La première période, qui s’étend de 1992 à 1996, revient sur le développement graduel des relations de la Chine avec les anciennes républiques soviétiques. L’auteur affirme que c’est essentiellement en raison du respect de l’équilibre des puissances en place et de la reconnaissance de l’influence de la Russie dans la région que Beijing ne s’est que discrètement intégré à la structure régionale. L’auteur explique que la Chine a d’abord simplement cherché à augmenter ses échanges économiques avec ses nouveaux voisins, et s’est assurée de leur intention de ne pas adopter de politiques favorisant l’émancipation du mouvement d’indépendance ouïgour.
Karrar illustre ensuite que la période entre 1996 et 2001 a été marquée par l’approfondissement des relations économiques entre la Chine et ses nouveaux voisins, mais surtout par la création du « Groupe des cinq », dont le but était d’en arriver à assurer la stabilité régionale par un renforcement de la confiance mutuelle. Par la suite, les conséquences des attentats aux États-Unis en 2001 constituent le principal sujet de la période 2001-2002, période au cours de laquelle les efforts de la Chine d’accroître ses relations avec les États d’Asie centrale ont été dilués par le déploiement des forces américaines dans la région, notamment en raison de l’opération militaire américaine en Afghanistan.
Enfin, le dernier chapitre du livre analyse la période qui a débuté en 2002. L’auteur explique en détail que, malgré la présence accrue des États-Unis en Asie centrale après 2001, les efforts de Beijing de renforcer l’Organisation de coopération de Shanghai (ocs) ont fini par lui rapporter des bénéfices et lui ont permis de restaurer rapidement son influence dans la région. En plus de ses considérations de sécurité interne, l’auteur conclut que la Chine a été irritée par l’intrusion des forces américaines à l’intérieur de sa périphérie, ce qui a motivé ses efforts de rapprochement avec l’ocs.

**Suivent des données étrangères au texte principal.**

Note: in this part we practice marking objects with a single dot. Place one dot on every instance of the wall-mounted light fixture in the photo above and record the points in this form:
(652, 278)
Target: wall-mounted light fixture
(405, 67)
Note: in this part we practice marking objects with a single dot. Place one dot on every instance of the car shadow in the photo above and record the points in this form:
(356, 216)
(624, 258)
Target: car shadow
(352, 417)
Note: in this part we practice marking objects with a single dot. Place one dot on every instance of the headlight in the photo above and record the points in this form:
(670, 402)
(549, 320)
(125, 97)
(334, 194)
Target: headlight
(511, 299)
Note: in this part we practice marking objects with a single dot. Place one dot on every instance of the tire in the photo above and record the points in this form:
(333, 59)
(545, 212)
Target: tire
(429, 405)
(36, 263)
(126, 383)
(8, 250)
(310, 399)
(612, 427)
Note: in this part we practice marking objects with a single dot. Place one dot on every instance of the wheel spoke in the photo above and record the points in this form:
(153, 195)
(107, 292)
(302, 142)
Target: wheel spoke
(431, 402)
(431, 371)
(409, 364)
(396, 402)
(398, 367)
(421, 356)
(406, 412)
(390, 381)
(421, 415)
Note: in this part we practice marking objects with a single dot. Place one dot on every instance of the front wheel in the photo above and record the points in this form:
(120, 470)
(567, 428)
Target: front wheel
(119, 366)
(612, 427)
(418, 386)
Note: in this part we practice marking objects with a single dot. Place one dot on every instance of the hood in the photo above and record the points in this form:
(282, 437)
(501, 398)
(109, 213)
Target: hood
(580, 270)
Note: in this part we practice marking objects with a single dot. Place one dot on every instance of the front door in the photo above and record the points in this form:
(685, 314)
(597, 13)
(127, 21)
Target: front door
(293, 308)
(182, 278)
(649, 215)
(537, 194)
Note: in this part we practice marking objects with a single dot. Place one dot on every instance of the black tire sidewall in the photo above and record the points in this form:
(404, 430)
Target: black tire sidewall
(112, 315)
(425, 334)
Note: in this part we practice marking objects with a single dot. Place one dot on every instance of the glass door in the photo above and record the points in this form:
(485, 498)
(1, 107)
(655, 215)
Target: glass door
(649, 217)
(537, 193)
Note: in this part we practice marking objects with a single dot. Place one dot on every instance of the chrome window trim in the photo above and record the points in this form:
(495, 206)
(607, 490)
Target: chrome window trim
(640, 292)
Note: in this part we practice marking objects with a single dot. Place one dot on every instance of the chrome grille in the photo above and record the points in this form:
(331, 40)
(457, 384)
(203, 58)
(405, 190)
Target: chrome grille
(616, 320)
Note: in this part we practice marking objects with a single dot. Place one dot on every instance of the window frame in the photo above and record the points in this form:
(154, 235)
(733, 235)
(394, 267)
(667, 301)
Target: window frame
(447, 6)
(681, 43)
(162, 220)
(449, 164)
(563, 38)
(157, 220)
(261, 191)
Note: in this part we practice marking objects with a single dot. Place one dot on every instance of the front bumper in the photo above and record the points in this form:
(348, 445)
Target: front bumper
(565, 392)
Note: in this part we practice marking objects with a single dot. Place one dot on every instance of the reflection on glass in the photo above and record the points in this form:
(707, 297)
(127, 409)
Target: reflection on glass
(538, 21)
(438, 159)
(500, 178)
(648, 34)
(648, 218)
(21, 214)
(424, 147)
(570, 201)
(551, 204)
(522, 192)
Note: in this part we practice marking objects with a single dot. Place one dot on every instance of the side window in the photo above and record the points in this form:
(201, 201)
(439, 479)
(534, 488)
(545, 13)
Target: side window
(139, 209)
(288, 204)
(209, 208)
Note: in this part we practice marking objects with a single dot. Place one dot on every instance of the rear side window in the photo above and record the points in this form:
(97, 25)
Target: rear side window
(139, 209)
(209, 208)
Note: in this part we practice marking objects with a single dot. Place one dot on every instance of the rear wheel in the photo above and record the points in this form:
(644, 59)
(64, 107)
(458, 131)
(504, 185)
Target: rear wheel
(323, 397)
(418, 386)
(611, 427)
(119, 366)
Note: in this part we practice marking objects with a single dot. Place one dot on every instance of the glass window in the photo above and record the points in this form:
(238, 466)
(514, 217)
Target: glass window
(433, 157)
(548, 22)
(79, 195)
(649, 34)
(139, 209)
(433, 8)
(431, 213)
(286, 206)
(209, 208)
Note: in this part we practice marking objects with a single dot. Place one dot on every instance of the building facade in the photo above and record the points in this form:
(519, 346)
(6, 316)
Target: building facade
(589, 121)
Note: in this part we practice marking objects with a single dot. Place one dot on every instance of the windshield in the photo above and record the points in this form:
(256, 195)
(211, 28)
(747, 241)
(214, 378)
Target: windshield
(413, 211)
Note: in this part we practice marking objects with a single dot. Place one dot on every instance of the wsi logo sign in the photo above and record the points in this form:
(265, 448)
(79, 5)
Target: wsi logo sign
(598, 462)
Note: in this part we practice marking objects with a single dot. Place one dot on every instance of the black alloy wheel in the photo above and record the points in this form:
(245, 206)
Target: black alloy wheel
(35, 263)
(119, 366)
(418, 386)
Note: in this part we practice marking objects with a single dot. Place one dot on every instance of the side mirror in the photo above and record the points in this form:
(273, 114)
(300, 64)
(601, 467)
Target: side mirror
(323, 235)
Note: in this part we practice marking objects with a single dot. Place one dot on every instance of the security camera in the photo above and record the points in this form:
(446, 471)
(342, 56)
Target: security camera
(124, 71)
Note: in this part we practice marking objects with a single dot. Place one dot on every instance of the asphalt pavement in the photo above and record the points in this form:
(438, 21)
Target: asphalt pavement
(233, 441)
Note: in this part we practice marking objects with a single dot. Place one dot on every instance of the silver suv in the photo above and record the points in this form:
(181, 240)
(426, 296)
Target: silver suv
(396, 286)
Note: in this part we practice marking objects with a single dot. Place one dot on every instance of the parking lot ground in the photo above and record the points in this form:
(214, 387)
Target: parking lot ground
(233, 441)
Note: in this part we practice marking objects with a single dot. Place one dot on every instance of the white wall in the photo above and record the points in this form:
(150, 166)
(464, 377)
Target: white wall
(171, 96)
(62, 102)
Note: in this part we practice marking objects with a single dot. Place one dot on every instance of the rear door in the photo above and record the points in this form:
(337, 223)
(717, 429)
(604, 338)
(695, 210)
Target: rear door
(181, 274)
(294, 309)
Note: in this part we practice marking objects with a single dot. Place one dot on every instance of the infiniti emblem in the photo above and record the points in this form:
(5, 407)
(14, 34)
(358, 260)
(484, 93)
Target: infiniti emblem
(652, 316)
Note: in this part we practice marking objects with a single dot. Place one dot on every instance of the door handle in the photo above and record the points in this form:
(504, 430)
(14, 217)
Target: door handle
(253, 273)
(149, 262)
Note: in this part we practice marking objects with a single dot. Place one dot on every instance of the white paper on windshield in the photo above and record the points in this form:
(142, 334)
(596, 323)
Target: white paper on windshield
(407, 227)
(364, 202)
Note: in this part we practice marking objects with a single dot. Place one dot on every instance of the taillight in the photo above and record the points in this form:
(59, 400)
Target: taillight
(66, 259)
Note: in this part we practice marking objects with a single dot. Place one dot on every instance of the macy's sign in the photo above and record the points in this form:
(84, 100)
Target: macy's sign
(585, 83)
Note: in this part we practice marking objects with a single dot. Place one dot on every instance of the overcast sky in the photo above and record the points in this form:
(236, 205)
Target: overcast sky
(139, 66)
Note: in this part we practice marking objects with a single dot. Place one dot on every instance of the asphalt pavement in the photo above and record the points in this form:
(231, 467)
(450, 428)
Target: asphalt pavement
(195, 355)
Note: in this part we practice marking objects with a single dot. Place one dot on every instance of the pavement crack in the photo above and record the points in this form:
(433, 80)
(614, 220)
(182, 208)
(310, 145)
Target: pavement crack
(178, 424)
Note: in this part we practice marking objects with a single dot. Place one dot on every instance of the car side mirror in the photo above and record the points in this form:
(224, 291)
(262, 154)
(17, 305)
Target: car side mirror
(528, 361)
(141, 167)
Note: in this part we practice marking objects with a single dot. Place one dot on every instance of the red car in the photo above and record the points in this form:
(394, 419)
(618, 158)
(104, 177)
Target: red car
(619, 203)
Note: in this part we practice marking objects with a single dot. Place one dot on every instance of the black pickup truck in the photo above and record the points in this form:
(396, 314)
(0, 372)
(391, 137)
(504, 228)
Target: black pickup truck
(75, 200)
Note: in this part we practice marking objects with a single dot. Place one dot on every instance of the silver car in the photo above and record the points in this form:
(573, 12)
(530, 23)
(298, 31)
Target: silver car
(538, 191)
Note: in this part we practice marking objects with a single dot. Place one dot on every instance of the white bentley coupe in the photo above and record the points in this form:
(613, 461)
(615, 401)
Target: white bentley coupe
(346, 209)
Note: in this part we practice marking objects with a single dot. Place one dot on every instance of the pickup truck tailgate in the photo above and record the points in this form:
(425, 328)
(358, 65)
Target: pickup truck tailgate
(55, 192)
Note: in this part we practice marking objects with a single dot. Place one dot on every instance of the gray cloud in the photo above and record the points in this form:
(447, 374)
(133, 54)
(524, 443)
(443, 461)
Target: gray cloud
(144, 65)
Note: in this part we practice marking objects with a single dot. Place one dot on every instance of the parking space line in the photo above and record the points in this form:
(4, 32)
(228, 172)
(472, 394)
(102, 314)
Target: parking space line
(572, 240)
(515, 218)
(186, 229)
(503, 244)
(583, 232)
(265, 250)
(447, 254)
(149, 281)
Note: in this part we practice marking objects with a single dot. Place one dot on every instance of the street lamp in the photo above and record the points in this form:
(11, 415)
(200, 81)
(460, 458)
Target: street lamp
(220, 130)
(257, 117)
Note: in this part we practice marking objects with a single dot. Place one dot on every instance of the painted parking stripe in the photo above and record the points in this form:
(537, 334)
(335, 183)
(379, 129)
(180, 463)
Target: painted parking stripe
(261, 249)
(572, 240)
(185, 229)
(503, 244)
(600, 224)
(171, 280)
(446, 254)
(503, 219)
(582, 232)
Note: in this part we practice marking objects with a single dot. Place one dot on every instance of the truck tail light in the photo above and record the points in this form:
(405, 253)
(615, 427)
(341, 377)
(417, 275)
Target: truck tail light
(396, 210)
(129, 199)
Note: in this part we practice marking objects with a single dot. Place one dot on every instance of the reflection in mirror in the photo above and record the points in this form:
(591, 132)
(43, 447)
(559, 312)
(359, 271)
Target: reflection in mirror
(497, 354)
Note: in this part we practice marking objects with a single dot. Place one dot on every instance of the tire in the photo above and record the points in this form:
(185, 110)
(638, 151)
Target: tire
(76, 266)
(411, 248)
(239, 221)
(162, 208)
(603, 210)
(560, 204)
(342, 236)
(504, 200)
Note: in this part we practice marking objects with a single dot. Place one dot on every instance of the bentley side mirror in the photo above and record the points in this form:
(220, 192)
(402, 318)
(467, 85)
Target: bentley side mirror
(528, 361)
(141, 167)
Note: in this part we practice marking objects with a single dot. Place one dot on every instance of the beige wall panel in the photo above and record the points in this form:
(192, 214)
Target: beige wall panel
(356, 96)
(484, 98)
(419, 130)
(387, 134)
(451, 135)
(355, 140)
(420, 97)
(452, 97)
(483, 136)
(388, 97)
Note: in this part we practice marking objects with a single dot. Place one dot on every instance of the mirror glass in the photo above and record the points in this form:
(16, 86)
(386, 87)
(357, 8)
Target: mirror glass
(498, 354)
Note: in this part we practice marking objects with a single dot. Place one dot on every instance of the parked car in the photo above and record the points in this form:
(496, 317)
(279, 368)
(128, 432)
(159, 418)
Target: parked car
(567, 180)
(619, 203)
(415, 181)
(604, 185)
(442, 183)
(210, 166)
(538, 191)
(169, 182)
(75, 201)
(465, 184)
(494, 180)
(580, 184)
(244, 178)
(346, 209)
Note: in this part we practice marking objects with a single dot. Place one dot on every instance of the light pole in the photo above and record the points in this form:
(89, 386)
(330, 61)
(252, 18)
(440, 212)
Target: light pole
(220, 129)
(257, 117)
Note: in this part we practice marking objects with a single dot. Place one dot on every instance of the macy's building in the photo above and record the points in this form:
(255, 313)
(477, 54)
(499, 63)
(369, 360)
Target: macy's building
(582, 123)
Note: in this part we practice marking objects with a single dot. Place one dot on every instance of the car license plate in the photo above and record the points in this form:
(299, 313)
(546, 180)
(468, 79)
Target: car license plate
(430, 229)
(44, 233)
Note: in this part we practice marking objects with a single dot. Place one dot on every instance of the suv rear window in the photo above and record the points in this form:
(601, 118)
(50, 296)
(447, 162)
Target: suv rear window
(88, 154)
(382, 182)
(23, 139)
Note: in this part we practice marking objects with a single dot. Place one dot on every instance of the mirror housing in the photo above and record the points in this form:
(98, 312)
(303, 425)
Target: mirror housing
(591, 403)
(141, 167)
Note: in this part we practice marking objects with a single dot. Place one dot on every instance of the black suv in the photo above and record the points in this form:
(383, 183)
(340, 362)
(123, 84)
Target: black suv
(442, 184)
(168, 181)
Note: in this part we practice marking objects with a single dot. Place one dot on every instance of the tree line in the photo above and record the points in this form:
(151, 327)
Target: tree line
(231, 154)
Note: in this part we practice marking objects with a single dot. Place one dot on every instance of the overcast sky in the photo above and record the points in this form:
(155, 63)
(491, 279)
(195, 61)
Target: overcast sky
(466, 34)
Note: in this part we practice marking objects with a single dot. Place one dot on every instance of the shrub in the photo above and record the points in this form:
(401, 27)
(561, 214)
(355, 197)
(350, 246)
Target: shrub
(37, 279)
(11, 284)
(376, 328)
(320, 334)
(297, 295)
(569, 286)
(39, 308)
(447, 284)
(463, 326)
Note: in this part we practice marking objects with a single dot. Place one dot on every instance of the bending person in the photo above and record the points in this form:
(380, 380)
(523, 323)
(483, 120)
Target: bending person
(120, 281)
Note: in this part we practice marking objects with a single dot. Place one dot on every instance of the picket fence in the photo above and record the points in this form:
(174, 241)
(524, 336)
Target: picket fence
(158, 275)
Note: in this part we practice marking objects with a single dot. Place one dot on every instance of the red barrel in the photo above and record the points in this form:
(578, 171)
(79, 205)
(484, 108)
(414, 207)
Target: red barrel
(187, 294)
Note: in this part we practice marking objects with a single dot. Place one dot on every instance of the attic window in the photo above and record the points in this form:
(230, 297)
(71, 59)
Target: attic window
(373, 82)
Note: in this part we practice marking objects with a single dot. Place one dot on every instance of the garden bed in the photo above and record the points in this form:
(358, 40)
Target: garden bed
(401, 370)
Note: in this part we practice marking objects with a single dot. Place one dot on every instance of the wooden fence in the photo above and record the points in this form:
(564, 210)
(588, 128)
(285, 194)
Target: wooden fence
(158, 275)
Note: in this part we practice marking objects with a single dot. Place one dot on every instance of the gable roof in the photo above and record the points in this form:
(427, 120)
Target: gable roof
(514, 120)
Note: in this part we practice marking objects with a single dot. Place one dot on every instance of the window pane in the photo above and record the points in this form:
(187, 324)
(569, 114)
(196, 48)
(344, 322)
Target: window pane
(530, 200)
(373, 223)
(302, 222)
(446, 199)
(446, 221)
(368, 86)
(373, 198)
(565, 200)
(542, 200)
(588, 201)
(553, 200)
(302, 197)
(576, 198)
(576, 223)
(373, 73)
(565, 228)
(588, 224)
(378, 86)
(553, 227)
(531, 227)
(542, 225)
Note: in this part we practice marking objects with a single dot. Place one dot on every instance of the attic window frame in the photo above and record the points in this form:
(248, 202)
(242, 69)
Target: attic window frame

En conclusion, il faut mentionner que la thèse principale qu’avance l’auteur à propos de la primauté de la stabilité du Xinjiang comme étant le vecteur principal de la politique de la Chine vis-à-vis de l’Asie centrale n’est pas novatrice. Cette lecture de la situation constitue l’argument principal de plusieurs publications qui étudient la politique chinoise en Asie centrale. Toutefois, à défaut d’apporter un éclairage nouveau sur cette problématique, cet ouvrage est probablement celui qui va le plus en profondeur dans l’analyse de la politique étrangère de la Chine en Asie centrale. En effet, la plupart des autres publications sur le sujet ne survolent qu’à l’intérieur d’un article ou d’un chapitre d’ouvrage collectif ce qu’Hassan Karrar explore tout au long de son ouvrage dans le plus grand des détails. Le degré d’analyse de ce livre implique qu’il conviendra à toute personne intéressée autant par l’Asie centrale que par la politique étrangère de la Chine en général. De plus, par le style d’écriture adopté, ce livre devrait intéresser autant le spécialiste que le lecteur averti.